L'annonce a suscité une vague d'espoir dans les zones syriennes ébranlées par le puissant séisme qui a mis à sac toute la région séparant la Syrie de la Turquie voisine. Ce vendredi, Bachar Al-Assad, l'homme fort de Damas, a fini par autoriser l'acheminement de l'aide international à l'ensemble du pays, y compris dans les territoires contrôlés par des groupes rebelles, opposés au pouvoir central. Jusqu'à présent, seule la Turquie bénéficiait d'une confortable vague de soutien, 45 pays ayant même proposé leur aide à Ankara selon le président turc Recep Tayyip Erdogan. Alors que le bilan humain faisait état de 25.000 morts ce samedi, la Syrie apparaissait comme la grande oubliée de cette assistance internationale et ne pouvait compter que sur son seul allié : Moscou.

La Syrie, territoire isolé

Il faut dire que le pays baigne depuis 11 ans dans une guerre civile opposant le pouvoir central mené d'une main de fer par Bachar Al-Assad et diverses rébellions armées. Un conflit qui a progressivement isolé Damas et son dirigeant autoritaire et qui complexifie aujourd'hui l'envoi de secouristes dans la région. Le séisme a notamment frappé la zone rebelle d'Idlib, dont l'accès est sévèrement contrôlé par le régime, et endommagé l'unique point de passage depuis la frontière turque. L'aide apportée à la Syrie après cette catastrophe naturelle, a donc pris des allures de casse-tête pour les Occidentaux dont les relations diplomatiques avec Damas sont désormais réduites à la portion congrue. 

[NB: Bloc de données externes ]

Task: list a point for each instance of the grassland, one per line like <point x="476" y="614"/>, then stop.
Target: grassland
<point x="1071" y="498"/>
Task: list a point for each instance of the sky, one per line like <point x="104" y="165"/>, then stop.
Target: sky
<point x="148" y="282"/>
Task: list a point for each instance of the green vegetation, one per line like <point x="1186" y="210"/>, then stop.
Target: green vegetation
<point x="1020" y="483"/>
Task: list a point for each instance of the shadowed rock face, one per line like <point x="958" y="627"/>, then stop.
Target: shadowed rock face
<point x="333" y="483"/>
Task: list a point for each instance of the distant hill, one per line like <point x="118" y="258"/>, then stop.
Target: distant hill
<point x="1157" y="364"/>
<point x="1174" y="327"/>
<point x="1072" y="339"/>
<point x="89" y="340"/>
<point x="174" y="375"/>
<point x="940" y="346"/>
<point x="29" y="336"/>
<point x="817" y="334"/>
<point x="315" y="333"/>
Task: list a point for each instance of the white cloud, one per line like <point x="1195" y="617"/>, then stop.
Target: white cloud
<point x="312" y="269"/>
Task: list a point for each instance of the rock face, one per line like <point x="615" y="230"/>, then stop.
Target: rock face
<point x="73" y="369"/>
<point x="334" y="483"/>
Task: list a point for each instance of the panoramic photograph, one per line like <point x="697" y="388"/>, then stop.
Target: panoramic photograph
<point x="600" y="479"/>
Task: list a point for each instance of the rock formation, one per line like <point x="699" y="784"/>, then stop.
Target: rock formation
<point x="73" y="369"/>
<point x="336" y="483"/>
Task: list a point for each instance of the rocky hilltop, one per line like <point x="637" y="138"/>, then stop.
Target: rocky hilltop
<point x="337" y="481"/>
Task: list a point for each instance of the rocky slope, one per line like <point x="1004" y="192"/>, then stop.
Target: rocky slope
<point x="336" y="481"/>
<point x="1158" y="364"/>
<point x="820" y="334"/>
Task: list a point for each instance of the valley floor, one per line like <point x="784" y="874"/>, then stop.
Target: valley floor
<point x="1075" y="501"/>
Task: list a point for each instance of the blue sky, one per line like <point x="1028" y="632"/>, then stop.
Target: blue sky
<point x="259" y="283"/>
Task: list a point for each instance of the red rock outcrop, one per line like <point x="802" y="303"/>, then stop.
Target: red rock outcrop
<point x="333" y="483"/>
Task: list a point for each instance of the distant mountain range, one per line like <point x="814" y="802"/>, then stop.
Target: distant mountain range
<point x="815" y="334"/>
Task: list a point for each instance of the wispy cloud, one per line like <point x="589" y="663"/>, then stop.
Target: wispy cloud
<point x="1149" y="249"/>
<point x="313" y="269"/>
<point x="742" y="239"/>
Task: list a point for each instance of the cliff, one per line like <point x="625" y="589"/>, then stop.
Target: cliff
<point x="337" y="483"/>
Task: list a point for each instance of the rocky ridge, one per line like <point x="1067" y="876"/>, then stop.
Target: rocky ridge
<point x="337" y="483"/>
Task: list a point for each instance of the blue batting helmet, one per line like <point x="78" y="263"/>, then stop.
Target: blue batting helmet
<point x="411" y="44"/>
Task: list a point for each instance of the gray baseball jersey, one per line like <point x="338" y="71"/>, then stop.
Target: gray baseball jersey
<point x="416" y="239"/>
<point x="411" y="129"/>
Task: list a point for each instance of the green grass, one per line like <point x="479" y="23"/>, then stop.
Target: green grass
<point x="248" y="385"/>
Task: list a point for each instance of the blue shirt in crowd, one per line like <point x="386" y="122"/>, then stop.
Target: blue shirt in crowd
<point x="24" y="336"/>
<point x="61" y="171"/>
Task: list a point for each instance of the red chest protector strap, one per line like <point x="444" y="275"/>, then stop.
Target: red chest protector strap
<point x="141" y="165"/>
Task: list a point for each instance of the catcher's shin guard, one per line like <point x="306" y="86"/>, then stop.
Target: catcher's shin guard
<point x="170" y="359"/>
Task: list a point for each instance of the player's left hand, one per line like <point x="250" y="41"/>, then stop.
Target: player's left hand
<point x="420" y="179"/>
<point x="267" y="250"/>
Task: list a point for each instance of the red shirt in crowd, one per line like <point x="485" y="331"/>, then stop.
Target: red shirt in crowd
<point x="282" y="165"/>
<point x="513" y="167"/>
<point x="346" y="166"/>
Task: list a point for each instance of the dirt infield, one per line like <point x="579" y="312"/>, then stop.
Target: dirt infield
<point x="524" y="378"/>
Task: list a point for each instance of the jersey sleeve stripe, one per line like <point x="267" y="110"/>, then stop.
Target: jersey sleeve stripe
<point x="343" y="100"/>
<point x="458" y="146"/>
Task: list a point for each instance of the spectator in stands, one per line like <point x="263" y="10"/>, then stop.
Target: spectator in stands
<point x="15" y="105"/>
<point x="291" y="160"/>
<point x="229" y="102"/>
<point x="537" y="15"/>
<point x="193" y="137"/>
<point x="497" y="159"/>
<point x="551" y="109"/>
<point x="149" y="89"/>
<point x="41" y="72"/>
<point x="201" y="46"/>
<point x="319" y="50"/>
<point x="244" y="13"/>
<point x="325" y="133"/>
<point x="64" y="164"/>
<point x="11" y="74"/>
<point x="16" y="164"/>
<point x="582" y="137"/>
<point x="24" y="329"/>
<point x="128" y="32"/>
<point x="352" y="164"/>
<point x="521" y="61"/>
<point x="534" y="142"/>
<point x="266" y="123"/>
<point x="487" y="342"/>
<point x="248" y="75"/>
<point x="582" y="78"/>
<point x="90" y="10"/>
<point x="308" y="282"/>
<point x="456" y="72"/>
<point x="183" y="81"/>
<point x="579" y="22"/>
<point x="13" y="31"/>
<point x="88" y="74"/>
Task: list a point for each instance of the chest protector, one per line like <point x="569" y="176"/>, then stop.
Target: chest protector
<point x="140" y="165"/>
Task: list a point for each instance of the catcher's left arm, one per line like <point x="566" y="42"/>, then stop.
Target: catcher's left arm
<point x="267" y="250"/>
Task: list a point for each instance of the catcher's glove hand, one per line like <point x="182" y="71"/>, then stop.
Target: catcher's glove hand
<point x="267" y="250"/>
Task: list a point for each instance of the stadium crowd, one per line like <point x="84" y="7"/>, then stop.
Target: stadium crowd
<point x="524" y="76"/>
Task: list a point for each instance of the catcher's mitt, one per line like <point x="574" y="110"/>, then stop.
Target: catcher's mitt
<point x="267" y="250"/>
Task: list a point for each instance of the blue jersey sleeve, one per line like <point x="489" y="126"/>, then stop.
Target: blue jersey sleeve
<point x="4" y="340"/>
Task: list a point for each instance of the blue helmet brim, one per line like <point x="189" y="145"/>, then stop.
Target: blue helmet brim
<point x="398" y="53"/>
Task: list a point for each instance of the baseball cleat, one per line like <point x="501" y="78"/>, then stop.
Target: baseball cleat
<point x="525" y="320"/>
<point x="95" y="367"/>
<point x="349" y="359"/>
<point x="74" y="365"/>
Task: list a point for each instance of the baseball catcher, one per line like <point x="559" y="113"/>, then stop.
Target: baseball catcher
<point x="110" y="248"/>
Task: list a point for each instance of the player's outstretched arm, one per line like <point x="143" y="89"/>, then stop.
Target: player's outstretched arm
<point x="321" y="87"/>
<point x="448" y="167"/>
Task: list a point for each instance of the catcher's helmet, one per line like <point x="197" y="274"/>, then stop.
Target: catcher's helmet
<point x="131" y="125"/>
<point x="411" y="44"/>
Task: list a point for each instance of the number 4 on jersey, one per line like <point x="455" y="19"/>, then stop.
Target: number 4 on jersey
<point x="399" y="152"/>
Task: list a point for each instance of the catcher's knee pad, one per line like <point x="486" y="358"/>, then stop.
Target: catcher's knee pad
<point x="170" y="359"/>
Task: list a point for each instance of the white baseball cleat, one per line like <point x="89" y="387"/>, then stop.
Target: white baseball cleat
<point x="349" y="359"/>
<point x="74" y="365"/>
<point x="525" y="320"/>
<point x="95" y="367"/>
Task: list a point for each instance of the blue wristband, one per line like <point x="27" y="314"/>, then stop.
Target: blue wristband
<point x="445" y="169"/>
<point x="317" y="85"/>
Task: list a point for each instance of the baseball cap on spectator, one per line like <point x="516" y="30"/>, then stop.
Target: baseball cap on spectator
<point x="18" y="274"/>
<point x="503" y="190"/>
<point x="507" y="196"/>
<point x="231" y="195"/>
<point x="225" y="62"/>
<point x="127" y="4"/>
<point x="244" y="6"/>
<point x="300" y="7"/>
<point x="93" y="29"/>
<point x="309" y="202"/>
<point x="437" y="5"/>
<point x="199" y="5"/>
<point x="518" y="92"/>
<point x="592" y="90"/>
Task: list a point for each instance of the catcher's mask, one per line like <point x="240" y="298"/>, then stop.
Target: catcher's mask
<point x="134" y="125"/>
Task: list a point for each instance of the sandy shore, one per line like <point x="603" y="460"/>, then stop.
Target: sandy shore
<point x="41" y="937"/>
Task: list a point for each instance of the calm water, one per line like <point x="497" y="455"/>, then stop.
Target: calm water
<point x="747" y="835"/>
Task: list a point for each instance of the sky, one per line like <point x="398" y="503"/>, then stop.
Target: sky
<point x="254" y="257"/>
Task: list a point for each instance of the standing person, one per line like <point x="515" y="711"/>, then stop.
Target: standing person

S'agissant de la France, elles sont même au point mort depuis 2012. "Cela complique considérablement l'envoi de secouristes", fait valoir Fabrice Balanche, enseignant à l'université de Tours maître de conférences en géographie à l'Université Lyon-2 et spécialiste du Proche-Orient. "Par ailleurs, pour Paris, il est délicat d'envoyer de l'aide sur place car on ne peut pas être certain de la bonne répartition de celle-ci. Or, il faut que cette aide aille à tout le monde, y compris dans les zones rebelles". Une condition que le régime syrien a donc finie par accepter ce vendredi. 

Le risque de blocage turc 

La région est en effet divisée en quatre zones contrôlées par des entités différentes. Apporter un soutien logistique dans l'une de ces zones revenait alors à en priver une autre et pouvait engendrer d'importantes secousses diplomatiques. "Par exemple, envoyer des secours à Alep, une ville contrôlée par le régime, ce serait reconnaître qu'il y a plus de sécurité dans la zone gouvernementale", illustre Fabrice Balanche. "Quant au territoire rebelle d'Idlib, il est aux mains du groupe Hayat Tahrir al-Cham, une ancienne branche d'Al-Qaïda. C'est un émirat islamique dans laquelle on trouve notamment des djihadistes français", assure le spécialiste. L'équation paraissait donc bien insoluble pour les Occidentaux, logiquement réticents à s'aventurer dans cette partie du globe. 

Enfin, l'attitude de la Turquie constitue un point de blocage non négligeable à l'acheminement de vivres en Syrie. "Les Turcs veulent qu'on les aide eux en priorité. Erdogan joue une partie de sa réélection là-dessus. Et il est impossible de prendre la direction de la Syrie par la route depuis la Turquie sans l'accord d'Ankara", souligne Fabrice Balanche. Sans compter la haine viscérale que voue le régime turc aux populations kurdes, qui vivent encore dans la région, et qui ne peuvent donc rien espérer d'Ankara. 

Ce samedi, depuis Alep, Tedros Adhanom Ghebreyesus, directeur général de l'organisation mondiale de la santé (OMS) a annoncé l'arrivée de "près de 37 tonnes de fournitures médicales d'urgence". Une aide bienvenue pour qui ne suffira probablement pas pour tirer d'affaire une population déjà meurtrie par la guerre civile.